The current program is allowing the Fed to make loans available to investors for the purchase of asset backed securities, otherwise known as ABS.  Asset backed securities are usually made up of auto loans, student loans, and credit cards.  Lenders will package the loans that they have made and then they sell them off as securities in order to get the loans off their books.  This in turn allows the lenders to make more loans.  Almost all industries have companies that currently need loans to grow business, and some companies need loans to remain operational.  If those companies end up with no access to credit they will be forced to make some tough financial decisions.

The $49.7 billion in ABS issuance in the second quarter of 2009 is significantly more than the $13 billion in the first quarter.  This difference is mainly comprised of TALF sales.  Many experts agree that there just aren’t enough investors that want to buy ABS without TALF being around.  TALF offers the investors leverage that otherwise wouldn’t be there.

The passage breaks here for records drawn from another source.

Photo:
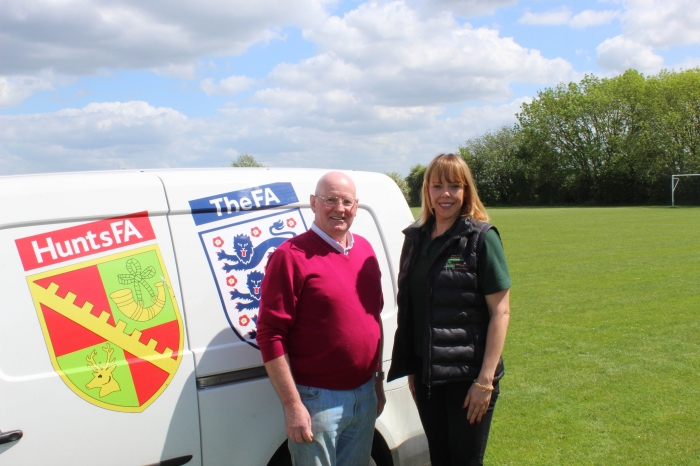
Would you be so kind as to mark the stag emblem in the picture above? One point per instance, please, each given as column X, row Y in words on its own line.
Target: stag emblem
column 102, row 373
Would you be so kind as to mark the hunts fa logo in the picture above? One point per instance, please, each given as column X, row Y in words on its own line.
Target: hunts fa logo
column 112, row 327
column 238, row 256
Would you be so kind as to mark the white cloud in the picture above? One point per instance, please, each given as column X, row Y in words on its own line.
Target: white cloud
column 662, row 23
column 619, row 54
column 464, row 8
column 227, row 86
column 547, row 18
column 564, row 16
column 138, row 135
column 383, row 92
column 14, row 89
column 82, row 36
column 594, row 18
column 388, row 55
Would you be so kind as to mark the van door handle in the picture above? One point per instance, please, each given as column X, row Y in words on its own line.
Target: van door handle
column 173, row 461
column 11, row 436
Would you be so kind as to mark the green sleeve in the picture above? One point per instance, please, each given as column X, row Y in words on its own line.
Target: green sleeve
column 492, row 268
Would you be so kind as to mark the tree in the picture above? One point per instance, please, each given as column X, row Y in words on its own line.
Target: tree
column 496, row 165
column 400, row 182
column 245, row 160
column 415, row 184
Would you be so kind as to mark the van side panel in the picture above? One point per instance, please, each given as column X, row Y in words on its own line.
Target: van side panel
column 62, row 334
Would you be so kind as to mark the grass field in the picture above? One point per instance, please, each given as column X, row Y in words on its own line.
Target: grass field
column 603, row 350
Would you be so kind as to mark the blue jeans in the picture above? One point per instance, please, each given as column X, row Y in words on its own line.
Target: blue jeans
column 342, row 422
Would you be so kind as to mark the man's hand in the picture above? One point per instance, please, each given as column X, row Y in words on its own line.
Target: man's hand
column 412, row 387
column 381, row 397
column 296, row 417
column 298, row 423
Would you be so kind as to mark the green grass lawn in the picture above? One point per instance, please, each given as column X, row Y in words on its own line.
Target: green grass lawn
column 603, row 350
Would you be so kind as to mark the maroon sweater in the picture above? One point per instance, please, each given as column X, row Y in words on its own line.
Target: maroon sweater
column 323, row 309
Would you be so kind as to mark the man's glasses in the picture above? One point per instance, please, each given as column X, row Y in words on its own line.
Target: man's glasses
column 332, row 201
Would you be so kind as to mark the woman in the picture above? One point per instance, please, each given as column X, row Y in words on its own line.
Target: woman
column 453, row 314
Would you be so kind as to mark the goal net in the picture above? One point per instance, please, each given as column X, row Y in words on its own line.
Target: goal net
column 688, row 192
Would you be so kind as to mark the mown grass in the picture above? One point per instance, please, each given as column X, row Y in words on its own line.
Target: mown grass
column 603, row 350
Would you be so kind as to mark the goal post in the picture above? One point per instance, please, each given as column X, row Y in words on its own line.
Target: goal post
column 674, row 182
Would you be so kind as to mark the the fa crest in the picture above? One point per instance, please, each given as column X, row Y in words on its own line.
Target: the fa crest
column 238, row 255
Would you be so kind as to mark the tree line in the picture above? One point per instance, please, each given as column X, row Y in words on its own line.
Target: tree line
column 612, row 141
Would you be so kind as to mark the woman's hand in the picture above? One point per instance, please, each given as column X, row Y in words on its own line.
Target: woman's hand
column 412, row 387
column 477, row 403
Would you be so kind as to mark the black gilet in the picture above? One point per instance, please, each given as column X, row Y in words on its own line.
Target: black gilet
column 457, row 316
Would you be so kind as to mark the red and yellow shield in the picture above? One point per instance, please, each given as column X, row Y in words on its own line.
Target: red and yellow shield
column 112, row 326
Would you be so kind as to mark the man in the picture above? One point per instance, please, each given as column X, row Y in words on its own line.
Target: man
column 319, row 331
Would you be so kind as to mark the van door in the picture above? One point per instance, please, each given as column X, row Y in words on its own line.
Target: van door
column 224, row 225
column 94, row 360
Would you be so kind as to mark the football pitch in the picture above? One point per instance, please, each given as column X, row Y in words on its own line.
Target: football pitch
column 603, row 350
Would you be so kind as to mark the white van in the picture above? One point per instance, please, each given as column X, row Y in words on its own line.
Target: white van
column 128, row 314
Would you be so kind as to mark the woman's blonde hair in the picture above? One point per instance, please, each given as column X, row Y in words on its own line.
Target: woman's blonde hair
column 451, row 168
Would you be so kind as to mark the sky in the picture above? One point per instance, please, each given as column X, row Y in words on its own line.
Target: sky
column 346, row 84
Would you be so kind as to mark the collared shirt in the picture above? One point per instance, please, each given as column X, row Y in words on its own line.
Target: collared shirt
column 336, row 245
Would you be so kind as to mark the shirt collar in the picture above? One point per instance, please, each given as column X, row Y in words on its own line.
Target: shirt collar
column 336, row 245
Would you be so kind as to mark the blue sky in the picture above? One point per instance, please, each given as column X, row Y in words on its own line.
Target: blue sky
column 94, row 84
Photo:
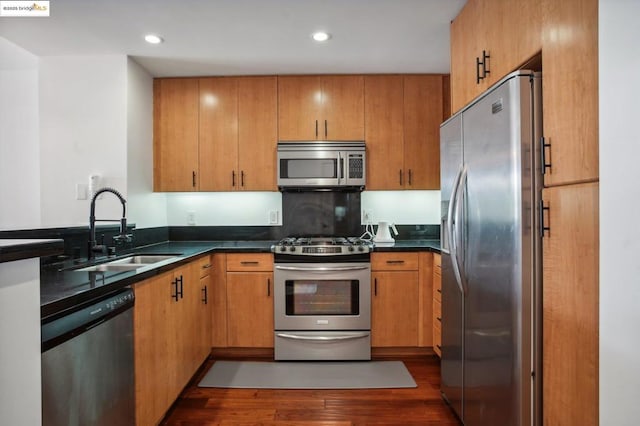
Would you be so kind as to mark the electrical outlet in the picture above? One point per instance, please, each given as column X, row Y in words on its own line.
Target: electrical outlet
column 191, row 218
column 273, row 217
column 81, row 191
column 367, row 216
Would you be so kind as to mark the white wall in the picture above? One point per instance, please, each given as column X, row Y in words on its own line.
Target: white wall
column 20, row 377
column 144, row 208
column 83, row 131
column 619, row 34
column 403, row 207
column 19, row 146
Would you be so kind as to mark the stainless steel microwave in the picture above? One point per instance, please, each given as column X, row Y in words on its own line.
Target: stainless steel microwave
column 321, row 165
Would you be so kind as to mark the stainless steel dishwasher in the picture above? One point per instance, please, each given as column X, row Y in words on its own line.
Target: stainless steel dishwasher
column 87, row 364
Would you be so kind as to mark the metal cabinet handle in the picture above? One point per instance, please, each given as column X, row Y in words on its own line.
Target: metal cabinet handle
column 177, row 293
column 323, row 338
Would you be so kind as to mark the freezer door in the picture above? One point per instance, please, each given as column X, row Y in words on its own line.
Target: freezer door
column 496, row 214
column 452, row 297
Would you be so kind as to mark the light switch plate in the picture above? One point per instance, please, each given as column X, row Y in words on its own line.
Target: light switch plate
column 273, row 217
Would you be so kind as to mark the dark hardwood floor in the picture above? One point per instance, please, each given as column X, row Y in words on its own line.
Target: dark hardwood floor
column 418, row 406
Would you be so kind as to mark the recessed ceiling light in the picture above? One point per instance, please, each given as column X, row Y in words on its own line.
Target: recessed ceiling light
column 321, row 36
column 153, row 39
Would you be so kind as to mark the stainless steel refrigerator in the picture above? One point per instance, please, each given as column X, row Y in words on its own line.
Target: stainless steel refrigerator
column 491, row 260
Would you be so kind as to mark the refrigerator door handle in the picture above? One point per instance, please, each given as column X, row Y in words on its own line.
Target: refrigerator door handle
column 452, row 229
column 457, row 257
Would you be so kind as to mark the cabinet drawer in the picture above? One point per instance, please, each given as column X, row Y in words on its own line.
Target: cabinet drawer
column 241, row 262
column 204, row 266
column 394, row 261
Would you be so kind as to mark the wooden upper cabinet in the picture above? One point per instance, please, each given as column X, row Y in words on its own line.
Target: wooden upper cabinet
column 343, row 107
column 507, row 31
column 257, row 133
column 218, row 149
column 570, row 90
column 384, row 131
column 175, row 134
column 402, row 131
column 423, row 105
column 321, row 108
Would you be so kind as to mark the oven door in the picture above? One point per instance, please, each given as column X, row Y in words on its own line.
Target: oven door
column 322, row 296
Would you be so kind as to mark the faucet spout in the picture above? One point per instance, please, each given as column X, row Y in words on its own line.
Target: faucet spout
column 101, row 248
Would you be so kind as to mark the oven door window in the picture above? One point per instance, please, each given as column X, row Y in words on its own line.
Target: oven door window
column 322, row 297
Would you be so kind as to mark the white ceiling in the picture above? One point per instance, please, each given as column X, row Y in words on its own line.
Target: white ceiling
column 247, row 37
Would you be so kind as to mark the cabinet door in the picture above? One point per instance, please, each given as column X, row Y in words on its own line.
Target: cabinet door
column 218, row 301
column 384, row 131
column 175, row 134
column 425, row 300
column 570, row 305
column 218, row 149
column 394, row 308
column 202, row 276
column 468, row 39
column 299, row 107
column 520, row 34
column 570, row 89
column 153, row 348
column 250, row 309
column 422, row 117
column 257, row 133
column 342, row 108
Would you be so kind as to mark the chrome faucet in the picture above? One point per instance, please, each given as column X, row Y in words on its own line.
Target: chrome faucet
column 94, row 247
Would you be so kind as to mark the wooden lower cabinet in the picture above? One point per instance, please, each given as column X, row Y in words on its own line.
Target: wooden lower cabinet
column 250, row 300
column 168, row 346
column 437, row 305
column 394, row 299
column 570, row 298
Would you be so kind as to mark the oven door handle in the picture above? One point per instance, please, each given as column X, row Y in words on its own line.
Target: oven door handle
column 323, row 339
column 323, row 269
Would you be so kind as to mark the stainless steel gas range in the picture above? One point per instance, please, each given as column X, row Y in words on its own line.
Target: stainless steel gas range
column 322, row 299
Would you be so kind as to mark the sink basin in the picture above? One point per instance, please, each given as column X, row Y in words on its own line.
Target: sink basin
column 129, row 263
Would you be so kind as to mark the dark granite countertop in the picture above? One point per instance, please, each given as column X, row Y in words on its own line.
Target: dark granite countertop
column 18, row 249
column 62, row 288
column 411, row 245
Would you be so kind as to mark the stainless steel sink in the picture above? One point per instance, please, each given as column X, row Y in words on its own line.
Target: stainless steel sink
column 129, row 263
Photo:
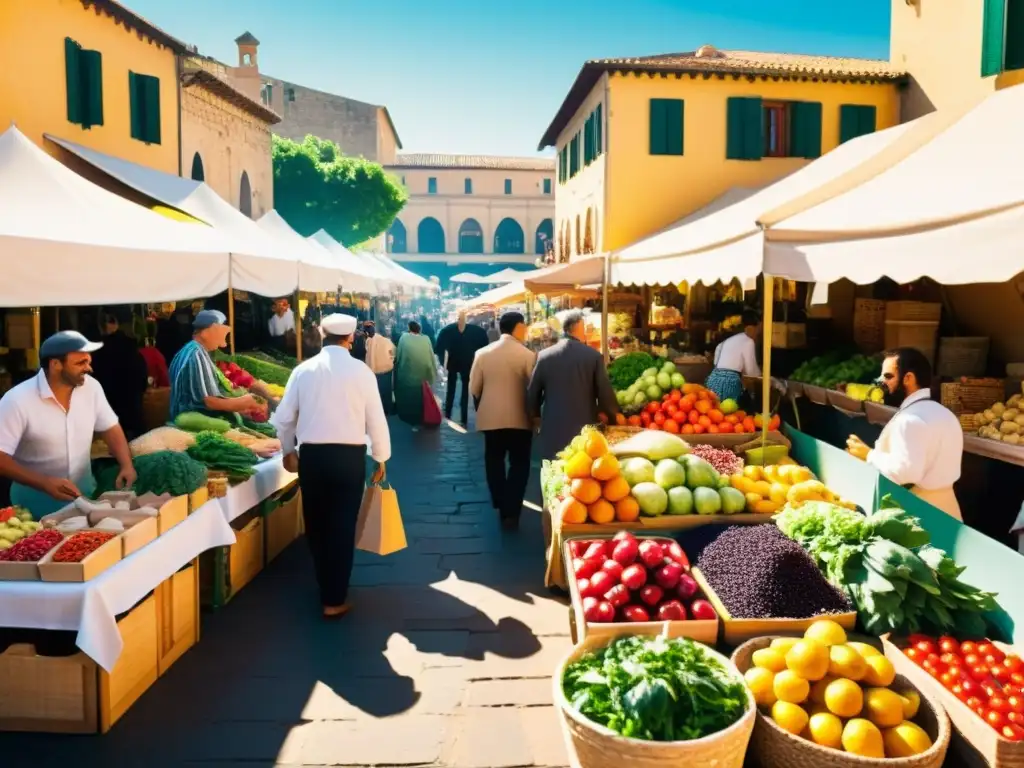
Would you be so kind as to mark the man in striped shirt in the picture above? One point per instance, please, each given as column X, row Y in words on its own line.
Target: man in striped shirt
column 195, row 384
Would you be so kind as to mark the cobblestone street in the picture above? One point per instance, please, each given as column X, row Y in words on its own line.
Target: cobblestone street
column 445, row 659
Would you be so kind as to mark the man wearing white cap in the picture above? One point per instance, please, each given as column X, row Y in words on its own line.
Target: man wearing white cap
column 331, row 404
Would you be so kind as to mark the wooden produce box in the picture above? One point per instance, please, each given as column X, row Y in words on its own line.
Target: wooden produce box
column 177, row 615
column 72, row 694
column 738, row 631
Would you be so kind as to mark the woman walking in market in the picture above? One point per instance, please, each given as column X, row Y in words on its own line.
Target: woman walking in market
column 414, row 366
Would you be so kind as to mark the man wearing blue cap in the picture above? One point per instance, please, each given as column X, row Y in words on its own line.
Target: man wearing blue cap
column 47, row 424
column 195, row 384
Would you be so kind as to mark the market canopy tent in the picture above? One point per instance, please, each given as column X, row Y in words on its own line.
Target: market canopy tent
column 65, row 241
column 260, row 263
column 952, row 210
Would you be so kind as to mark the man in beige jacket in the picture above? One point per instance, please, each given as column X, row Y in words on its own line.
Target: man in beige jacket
column 498, row 382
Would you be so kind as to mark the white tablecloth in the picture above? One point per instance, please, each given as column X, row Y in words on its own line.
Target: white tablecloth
column 90, row 607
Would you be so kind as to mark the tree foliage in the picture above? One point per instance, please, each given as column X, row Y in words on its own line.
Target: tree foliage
column 315, row 185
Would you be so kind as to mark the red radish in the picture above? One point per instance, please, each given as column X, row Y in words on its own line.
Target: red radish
column 702, row 610
column 671, row 610
column 651, row 594
column 651, row 553
column 625, row 552
column 687, row 587
column 636, row 613
column 612, row 568
column 601, row 582
column 617, row 596
column 634, row 577
column 668, row 576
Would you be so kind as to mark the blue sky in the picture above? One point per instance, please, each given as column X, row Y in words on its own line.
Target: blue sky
column 486, row 77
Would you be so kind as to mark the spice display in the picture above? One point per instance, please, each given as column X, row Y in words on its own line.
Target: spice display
column 33, row 547
column 884, row 561
column 81, row 545
column 757, row 572
column 656, row 689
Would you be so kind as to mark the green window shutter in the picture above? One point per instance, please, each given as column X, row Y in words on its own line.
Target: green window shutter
column 92, row 87
column 73, row 78
column 805, row 135
column 744, row 128
column 993, row 37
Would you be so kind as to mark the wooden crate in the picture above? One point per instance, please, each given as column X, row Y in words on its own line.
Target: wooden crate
column 177, row 611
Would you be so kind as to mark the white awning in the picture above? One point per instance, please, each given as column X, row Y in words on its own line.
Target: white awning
column 259, row 262
column 65, row 241
column 952, row 210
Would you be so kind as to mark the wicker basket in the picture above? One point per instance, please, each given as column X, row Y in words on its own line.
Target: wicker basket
column 775, row 748
column 595, row 747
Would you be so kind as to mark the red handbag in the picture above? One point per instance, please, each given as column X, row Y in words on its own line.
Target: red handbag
column 431, row 411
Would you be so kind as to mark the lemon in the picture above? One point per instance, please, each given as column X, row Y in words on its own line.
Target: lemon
column 825, row 632
column 760, row 681
column 905, row 740
column 791, row 717
column 863, row 738
column 880, row 673
column 911, row 702
column 845, row 662
column 844, row 697
column 809, row 658
column 818, row 689
column 769, row 658
column 826, row 729
column 788, row 686
column 864, row 649
column 883, row 708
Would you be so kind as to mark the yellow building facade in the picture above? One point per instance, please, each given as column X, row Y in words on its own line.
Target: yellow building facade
column 643, row 142
column 94, row 73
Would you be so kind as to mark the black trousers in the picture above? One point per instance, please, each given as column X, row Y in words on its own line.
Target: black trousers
column 333, row 478
column 508, row 486
column 455, row 375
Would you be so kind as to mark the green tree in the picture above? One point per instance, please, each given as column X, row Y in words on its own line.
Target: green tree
column 315, row 185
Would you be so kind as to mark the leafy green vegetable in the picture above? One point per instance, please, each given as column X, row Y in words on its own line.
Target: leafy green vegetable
column 655, row 689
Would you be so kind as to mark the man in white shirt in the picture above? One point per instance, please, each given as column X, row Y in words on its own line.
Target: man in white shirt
column 47, row 424
column 923, row 444
column 331, row 404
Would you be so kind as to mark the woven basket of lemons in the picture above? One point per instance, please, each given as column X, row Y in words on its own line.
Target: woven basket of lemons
column 825, row 700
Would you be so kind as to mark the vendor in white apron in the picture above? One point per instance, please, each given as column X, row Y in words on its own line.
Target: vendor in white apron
column 47, row 425
column 923, row 445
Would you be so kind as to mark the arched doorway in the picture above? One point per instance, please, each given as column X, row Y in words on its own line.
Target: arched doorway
column 545, row 231
column 198, row 174
column 430, row 236
column 509, row 237
column 470, row 237
column 246, row 196
column 396, row 238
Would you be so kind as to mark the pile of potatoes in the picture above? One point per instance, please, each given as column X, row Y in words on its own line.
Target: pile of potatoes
column 1003, row 421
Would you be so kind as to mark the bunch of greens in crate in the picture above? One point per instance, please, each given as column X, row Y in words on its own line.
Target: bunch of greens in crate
column 887, row 565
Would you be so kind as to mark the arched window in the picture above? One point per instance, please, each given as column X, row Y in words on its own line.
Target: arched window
column 396, row 240
column 545, row 231
column 470, row 237
column 430, row 235
column 509, row 237
column 198, row 174
column 246, row 196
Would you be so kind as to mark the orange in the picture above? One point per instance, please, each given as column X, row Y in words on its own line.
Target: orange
column 604, row 467
column 615, row 489
column 595, row 445
column 571, row 511
column 601, row 512
column 627, row 510
column 586, row 489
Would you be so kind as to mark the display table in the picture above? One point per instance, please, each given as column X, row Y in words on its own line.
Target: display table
column 91, row 607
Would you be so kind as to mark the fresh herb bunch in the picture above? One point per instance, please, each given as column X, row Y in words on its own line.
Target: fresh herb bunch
column 655, row 689
column 886, row 563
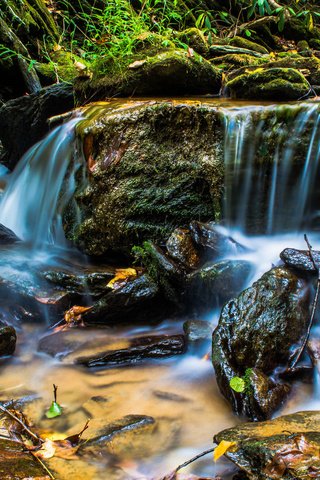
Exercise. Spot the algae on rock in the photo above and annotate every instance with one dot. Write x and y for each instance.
(154, 166)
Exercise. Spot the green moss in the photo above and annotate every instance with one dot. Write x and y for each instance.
(194, 38)
(269, 84)
(245, 43)
(169, 72)
(233, 60)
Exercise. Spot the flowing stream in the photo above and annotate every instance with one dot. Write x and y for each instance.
(269, 203)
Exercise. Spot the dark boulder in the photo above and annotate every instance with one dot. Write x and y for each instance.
(137, 350)
(137, 299)
(154, 166)
(284, 448)
(8, 340)
(23, 121)
(215, 283)
(300, 259)
(197, 330)
(213, 241)
(258, 330)
(95, 348)
(181, 248)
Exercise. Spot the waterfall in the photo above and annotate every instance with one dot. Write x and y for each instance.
(272, 168)
(40, 187)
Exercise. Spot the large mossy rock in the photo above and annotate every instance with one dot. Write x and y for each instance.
(285, 448)
(154, 166)
(270, 84)
(171, 72)
(255, 334)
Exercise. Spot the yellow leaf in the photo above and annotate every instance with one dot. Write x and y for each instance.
(74, 313)
(122, 274)
(223, 447)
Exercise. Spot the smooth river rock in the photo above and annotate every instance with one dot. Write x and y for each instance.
(255, 336)
(94, 348)
(300, 259)
(285, 448)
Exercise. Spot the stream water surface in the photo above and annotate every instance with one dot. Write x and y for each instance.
(267, 208)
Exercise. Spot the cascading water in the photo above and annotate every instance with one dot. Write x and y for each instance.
(272, 164)
(40, 188)
(271, 169)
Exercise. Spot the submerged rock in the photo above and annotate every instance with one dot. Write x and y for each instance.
(154, 166)
(124, 428)
(136, 299)
(269, 84)
(91, 281)
(257, 330)
(16, 463)
(136, 350)
(300, 259)
(215, 283)
(212, 239)
(95, 348)
(284, 448)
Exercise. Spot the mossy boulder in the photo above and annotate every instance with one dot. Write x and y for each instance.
(257, 331)
(172, 72)
(154, 166)
(233, 61)
(286, 447)
(195, 39)
(62, 67)
(215, 283)
(248, 44)
(269, 84)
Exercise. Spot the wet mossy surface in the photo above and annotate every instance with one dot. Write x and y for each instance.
(170, 72)
(271, 84)
(257, 331)
(156, 166)
(286, 447)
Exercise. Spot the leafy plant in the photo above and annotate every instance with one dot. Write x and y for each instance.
(55, 409)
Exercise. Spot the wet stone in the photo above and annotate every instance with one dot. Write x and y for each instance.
(103, 436)
(95, 348)
(181, 248)
(17, 464)
(284, 448)
(8, 340)
(197, 330)
(136, 300)
(215, 283)
(214, 241)
(300, 259)
(258, 330)
(137, 350)
(90, 281)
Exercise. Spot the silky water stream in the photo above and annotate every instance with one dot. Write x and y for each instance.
(270, 199)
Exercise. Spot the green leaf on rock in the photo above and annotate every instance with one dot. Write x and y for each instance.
(54, 411)
(237, 384)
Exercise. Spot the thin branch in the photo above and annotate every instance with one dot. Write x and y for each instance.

What this means to consumers and workers is that you need to either hope that credit will continue to flow once the program expires, or you need to hope that the program deadline gets pushed back.  More and more companies will have to file for Chapter 11 bankruptcy if their lines of credit get cut off, and some companies will be forced to have layoffs and benefit cuts.  With unemployment still on the rise, this wouldn’t be a good sign for a recovery.

You will have to wait and see what happens from here, but it is encouraging that the Fed recently extended several funding programs into 2010.  These programs, along with the TALF program, were put in place in 2009 to get credit rolling again.  If TALF’s deadline doesn’t get extended and the credit markets freeze up again, there could be more corporate bankruptcies on the way.